探讨粪便和血液样本中腺瘤性息肉病(APC)基因及K-ras基因突变检测在结直肠肿瘤筛查中的价值。

方法

选取2003年10月至2004年3月间接受结肠镜检查的84例受试者(包括31例结直肠癌患者、26例结直肠腺瘤患者和27例健康受试者),采集5ml肝素抗凝外周血及3 - 5g粪便标本。从标本中提取DNA,采用聚合酶链反应-单链构象多态性方法检测APC和K-ras基因的突变情况,并进行统计学分析。

结果与结论

(1)结直肠癌患者血浆中APC基因突变发生率为41.9%,粪便标本中为34.8%;腺瘤患者血浆中APC基因突变发生率为57.7%,粪便标本中为26.8%,均高于正常受试者(P<0.05),提示粪便和血浆中APC基因突变检测具有较高一致性(K = 0.811,P<0.05)。
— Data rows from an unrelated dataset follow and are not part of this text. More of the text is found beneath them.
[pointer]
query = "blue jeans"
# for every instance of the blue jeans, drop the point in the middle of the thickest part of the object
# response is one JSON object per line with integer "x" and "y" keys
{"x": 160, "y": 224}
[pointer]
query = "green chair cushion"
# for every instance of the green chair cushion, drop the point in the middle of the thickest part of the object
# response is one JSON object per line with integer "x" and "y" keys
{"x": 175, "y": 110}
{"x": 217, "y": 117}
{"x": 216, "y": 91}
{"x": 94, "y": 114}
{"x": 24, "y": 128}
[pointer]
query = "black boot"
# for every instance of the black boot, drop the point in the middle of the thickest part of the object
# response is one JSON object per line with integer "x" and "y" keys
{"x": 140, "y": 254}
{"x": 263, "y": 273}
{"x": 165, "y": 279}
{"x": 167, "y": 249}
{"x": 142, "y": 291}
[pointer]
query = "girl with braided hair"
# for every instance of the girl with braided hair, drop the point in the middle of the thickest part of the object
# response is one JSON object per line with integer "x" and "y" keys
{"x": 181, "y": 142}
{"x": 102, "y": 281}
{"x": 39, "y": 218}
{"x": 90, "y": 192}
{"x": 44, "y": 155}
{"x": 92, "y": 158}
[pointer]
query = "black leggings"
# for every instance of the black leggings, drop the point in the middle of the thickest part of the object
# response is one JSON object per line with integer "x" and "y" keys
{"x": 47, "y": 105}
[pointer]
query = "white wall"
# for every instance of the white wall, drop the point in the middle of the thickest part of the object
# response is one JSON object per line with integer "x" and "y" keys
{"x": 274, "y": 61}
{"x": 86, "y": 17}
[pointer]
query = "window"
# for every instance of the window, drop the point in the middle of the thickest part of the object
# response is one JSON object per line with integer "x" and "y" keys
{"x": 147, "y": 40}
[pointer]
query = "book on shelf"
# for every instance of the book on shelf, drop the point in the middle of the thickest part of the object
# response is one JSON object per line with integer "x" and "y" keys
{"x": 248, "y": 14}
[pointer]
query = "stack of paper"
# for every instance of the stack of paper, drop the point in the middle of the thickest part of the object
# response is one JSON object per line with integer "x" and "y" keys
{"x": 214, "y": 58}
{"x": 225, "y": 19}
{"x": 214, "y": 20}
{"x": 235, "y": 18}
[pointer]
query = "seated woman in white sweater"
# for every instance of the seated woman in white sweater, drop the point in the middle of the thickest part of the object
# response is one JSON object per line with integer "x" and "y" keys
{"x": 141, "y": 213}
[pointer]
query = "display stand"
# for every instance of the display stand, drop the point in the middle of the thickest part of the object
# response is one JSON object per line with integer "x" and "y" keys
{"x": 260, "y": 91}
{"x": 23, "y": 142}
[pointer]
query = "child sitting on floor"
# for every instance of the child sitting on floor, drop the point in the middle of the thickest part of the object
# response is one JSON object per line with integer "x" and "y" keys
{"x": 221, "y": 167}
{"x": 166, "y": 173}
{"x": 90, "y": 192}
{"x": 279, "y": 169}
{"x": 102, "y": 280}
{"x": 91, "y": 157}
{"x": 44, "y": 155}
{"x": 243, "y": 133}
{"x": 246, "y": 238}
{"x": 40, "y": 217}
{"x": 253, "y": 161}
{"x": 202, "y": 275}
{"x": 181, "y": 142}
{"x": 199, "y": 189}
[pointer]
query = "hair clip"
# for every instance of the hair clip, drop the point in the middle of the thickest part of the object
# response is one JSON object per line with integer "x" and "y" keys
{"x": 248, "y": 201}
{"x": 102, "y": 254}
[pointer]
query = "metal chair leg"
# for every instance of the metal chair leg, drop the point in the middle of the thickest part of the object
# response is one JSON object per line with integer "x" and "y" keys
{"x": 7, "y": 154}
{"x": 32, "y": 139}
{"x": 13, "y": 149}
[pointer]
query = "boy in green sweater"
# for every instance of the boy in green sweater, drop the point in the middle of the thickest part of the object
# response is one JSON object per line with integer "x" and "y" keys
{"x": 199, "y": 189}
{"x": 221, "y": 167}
(2)结直肠癌患者血浆中K-ras基因突变发生率为48.4%,腺瘤患者为3.8%,正常对照受试者为0%;粪便中K-ras基因突变发生率分别为54.8%、7.7%和11.1%。癌患者的突变率高于腺瘤患者和正常受试者(P<0.05)。粪便K-ras基因突变检测与血浆检测结果一致(K = 0.662,P = 0.000)。(3)APC基因突变检测在结直肠癌诊断中的敏感性和特异性较低,但K-ras基因突变检测具有较高的特异性。血浆或粪便标本中联合检测APC和K-ras基因时诊断敏感性增加,但无证据表明血浆中APC和K-ras基因突变检测优于粪便检测。(4)对于结直肠癌,APC基因突变与淋巴结转移相关,但与患者性别、年龄、肿瘤部位、分化程度、远处器官转移或癌胚抗原(CEA)水平无关(P>0.05),而K-ras基因突变与肿瘤分化程度有关。